Nesse contexto, o autor trouxe a era da psicopolítica digital, que gerou uma nova crise da liberdade em que até mesmo a vontade própria é afetada. Ela tem como elemento os denominados big data, que se trata de um conhecimento de dominação que permite intervir na psique e influenciá-la, sendo que os dados entregados pelo indivíduo, de modo voluntário, são utilizados para prever o comportamento humano, tornando o futuro previsível e controlável, anunciando o fim do sujeito enquanto pessoa e também do livre-arbítrio.
Para Byung-Chul Han, a psicopolítica atua como um poder inteligente, que de forma sútil propõe que o indivíduo pense de forma livre, quando na realidade o sistema é que explora a sua liberdade. Assim, o poder que depende da violência não representa o poder supremo, pois, quanto maior é o poder, mais silenciosamente ele age. Logo, o indivíduo submetido não tem nenhuma consciência da sua submissão, pois a estrutura da dominação mantém-se totalmente oculta aos seus olhos, o que lhe faz sentir-se livre. Para que esta dominação aconteça, não é necessária nenhuma violência e nem grande esforço, simplesmente acontece e gera a dependência.
A sociedade, constituída por diversos ambientes como a família, escola, prisão, quartel, hospital e fábrica, representam espaços disciplinares de reclusão. A toupeira é o trabalhador (que se move em um sistema fechado) e a serpente é o empresário (é como um projeto, na medida em que cria espaço a partir de seu movimento). Assim, a primeira é o animal da sociedade disciplinar e a segunda é o animal do regime neoliberal. O sistema capitalista atual, baseado no modelo da toupeira, evolui para o modelo da serpente a fim de se aumentar a produtividade.

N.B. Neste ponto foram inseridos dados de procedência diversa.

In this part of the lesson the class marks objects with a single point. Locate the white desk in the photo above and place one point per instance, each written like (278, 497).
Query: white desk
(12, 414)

No que se refere à Biopolítica, de acordo com Foucault, desde muitos anos (século XVII) que o poder já não se manifesta como poder de morte de um soberano semelhante à Deus, mas como um poder disciplinar. Essa passagem, do poder soberano para o poder disciplinar, deve-se à transformação da forma de produção, ou seja, da produção agrária para a produção industrial. Nesse sentido, o poder disciplinar, ao invés de torturar o corpo, ele o insere em um sistema de normas, submetendo o sujeito a um conjunto de regras, obrigações e proibições, eliminando desvios e anomalias.
No livro, Byung-Chul Han se recorre à algumas referências filosóficas, dentre elas está o pensador Foucault. Após seu livro “Vigiar e Punir”, Foucault se deu conta de que a sociedade disciplinar não refletia exatamente o seu tempo. Ele vinculou a biopolítica à forma disciplinar do capitalismo, sendo o corpo uma realidade biopolítica, esta que é associada ao biológico e ao corporal. Então, como uma nova fórmula de evolução, o neoliberalismo não se ocupa primeiro com o biológico, o somático, o corporal. Antes disso, ele descobre a psiquê como força produtiva. Logo, a mudança para a psiquê e, em consequência, para a psicopolítica, também está relacionada à forma de produção do capitalismo atual, que é determinado por modos que são abstratos e intangíveis.